Une fois hors de danger, le vaniteux mendiant s'était pris à songer que jamais on n'avait vu un nègre devenir lord, et il avait déjà joué le rôle de lord Wilmot assez souvent pour y tenir.

De là ce désespoir auquel il était en proie.

Ce que regrettait Shoking désormais, c'était la ruine de ses espérances vaniteuses. Mais l'homme gris se hâta de lui dire: Console-toi, tout peut s'arranger. Tu ne t'appelleras plus lord Wilmot, mais tu peux: devenir le marquis de Valdemar-y Mendoza-y-Perez.

—Qu'est-ce que cela? dit Shoking ébloui par un titre pompeux.

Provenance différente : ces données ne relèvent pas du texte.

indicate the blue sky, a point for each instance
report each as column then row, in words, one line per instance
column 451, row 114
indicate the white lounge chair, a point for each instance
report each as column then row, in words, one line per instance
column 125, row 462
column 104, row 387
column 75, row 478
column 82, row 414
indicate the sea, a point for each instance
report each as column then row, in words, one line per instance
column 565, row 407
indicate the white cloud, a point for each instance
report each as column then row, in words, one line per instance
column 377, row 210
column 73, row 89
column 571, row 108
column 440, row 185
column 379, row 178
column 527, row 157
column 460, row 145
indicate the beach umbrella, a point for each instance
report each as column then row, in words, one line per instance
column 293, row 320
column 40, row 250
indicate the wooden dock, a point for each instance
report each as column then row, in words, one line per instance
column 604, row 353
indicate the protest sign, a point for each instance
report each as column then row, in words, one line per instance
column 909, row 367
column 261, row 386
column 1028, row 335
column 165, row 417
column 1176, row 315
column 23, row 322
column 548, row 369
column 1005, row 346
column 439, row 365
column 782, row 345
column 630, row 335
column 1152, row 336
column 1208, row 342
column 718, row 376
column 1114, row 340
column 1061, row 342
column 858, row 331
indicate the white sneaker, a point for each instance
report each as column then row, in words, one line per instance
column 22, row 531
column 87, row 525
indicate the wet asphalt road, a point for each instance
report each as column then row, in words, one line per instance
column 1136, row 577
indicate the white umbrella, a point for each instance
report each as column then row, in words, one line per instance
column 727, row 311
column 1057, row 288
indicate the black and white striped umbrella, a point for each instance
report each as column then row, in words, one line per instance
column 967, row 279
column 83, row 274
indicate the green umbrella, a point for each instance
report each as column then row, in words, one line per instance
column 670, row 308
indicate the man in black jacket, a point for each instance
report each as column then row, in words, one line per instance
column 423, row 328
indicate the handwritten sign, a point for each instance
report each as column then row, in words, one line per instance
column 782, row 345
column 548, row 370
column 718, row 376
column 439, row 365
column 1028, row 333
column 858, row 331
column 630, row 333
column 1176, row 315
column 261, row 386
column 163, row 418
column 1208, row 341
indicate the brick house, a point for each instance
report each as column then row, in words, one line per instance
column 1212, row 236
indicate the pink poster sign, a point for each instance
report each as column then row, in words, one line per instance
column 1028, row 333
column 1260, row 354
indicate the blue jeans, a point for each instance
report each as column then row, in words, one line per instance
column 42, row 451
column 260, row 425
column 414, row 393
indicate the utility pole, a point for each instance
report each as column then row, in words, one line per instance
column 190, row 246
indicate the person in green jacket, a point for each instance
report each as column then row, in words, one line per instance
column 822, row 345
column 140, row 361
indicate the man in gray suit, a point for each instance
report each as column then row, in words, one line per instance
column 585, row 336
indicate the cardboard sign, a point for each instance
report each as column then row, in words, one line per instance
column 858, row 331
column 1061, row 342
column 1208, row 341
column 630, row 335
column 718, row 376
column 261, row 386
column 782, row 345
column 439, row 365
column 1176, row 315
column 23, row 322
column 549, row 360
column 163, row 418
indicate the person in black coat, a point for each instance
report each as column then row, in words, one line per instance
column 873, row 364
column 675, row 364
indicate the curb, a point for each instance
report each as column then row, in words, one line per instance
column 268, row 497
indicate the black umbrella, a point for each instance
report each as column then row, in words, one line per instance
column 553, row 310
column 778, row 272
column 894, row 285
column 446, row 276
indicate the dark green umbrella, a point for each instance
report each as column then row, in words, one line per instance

—Un Brésilien fort riche, un mulâtre héritier d'un seigneur portugais et qui remue des millions et des pierreries. Et puisque je t'avais crée lord, rien ne m'empêche de te faire marquis. Il y a mieux, tu seras d'autant plus sérieusement marquis que personne, désormais, ne pourra plus reconnaître le mendiant Shoking.

Et Shoking, qui ne pleurait plus, finit par sourire, et l'homme gris murmura:

—O vanité! tu seras donc toujours la reine de ce bétail méprisable qu'on appelle les hommes.

Shoking n'entendit point ces paroles. Shoking songeait que les Brésiliens sont bardés de décorations, et que le grand cordon d'un ordre de l'Éléphant blanc ou noir, lui irait à ravir. Shoking était consolé.